The National Chamber of Commerce Litigation Center called the Supreme Court's decision "an incredibly significant victory for the business community". The business lobbies that opposed the ADA from the beginning, such as the National Association of Manufacturers (NAM) and the US Chamber of Commerce, filed briefs urging the Supreme Court to limit the definition of disability.

NAM stated: "Like sexual harassment last year, disability discrimination is the major employment law issue on the Supreme Court's docket this year. Manufacturers should not be forced to pay damages, including punitive damages, to individuals who can lead normal lives with medication or corrective lenses."

With pressure also from the American Trucking Association and the Equal Employment Advisory Council (made up of more than 315 major companies), is it any surprise that the conservative court delivered a majority of seven to two in favour of business' demands?

Big business does not want to dip into profits to improve disabled people's employment rate. When the ADA was signed into law in 1990, the Cato Institute, a right-wing libertarian think-tank, called on US President George Bush "to ask Congress to reconsider" the ADA because it was a re-regulation of the economy that was harmful to business.

Paul Craig Roberts, an economist at the Center for Strategic and International Studies in Washington, warned that the ADA "will add enormous costs to businesses that will cut into their profits". The pro-business Washington Times made its objection clear with an editorial titled: "Handicapping the Economy: the Downside of the New Disabilities Law".

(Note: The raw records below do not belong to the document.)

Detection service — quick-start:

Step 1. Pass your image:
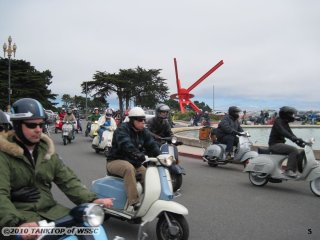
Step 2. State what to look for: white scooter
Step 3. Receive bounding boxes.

[244,138,320,197]
[92,127,114,156]
[91,154,189,240]
[202,132,258,167]
[62,121,76,145]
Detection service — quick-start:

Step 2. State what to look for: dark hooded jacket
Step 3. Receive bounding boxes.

[107,122,160,166]
[0,131,97,227]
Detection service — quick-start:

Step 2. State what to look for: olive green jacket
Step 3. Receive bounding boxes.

[0,131,97,227]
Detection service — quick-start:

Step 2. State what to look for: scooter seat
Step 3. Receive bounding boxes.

[107,171,142,182]
[258,147,272,154]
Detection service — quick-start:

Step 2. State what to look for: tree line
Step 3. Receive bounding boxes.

[0,58,211,112]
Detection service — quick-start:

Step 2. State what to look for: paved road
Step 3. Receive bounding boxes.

[48,129,320,240]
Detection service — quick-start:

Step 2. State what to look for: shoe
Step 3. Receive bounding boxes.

[284,170,297,178]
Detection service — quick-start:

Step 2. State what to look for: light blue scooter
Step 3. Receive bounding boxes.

[91,154,189,240]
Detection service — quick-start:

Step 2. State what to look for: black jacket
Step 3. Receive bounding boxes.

[268,117,297,146]
[215,114,243,138]
[107,122,160,166]
[147,117,173,137]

Since the passing of the ADA, business groups, economists and right-wing think-tanks have campaigned for its repeal or for its provisions to be weakened. The Cato Institute set the tone: "If Congress is serious about lifting the regulatory burden from the economy, it must consider major changes in, if not outright repeal of, the ADA. And if Congress is to undo the damage already done by the act, it should consider paying reparations to cover the costs that individuals, private establishments and enterprises have suffered under the ADA's provisions."

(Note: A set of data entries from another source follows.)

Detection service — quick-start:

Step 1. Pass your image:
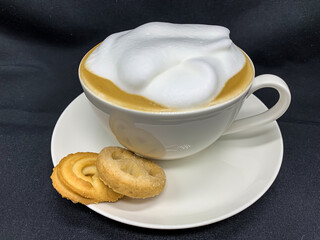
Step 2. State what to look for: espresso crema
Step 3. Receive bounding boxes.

[79,23,254,112]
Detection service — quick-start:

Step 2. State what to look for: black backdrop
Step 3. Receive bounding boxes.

[0,0,320,240]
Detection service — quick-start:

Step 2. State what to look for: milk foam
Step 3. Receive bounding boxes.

[85,22,246,109]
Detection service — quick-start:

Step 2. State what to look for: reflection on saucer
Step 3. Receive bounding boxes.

[109,113,165,158]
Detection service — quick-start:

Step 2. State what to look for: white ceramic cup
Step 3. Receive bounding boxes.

[79,54,291,160]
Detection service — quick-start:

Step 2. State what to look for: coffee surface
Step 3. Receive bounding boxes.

[79,46,254,112]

Disability advocates, fearing a legislative gutting of the law under attack by business, are split on whether the ruling will harm or help in the long run. Some argue that maybe this will help those with significant disabilities by focusing the ADA on their needs. There is no evidence to suppose this will be the outcome.

Significantly, disabled people who need more accommodations on the job (and cost business more in insurance and access modifications) are either not being hired in the first place or are losing in court discrimination cases just as often as less disabled workers.

A 1997 comparative study with pre-ADA state and federal disability anti-discrimination laws shows that the ADA has not produced the gains in employment rates, wage rates or employment experience for people with disabilities that advocates expected.

Nine years after the passage of the ADA, national employment surveys show no real gain in employment. One study suggests that the proportion of working-age adults with disabilities who are employed has declined since 1986, when one in three were working.

The Supreme Court decision has rolled back access to civil rights remedies for a large segment of the disabled population while discrimination steams ahead.

[Marta Russell, who has been disabled from birth, is the author of Beyond Ramps, Disability at the End of the Social Contract (1998). She won the 1994 Golden Mike award for best documentary from the Southern California Television and News Association.]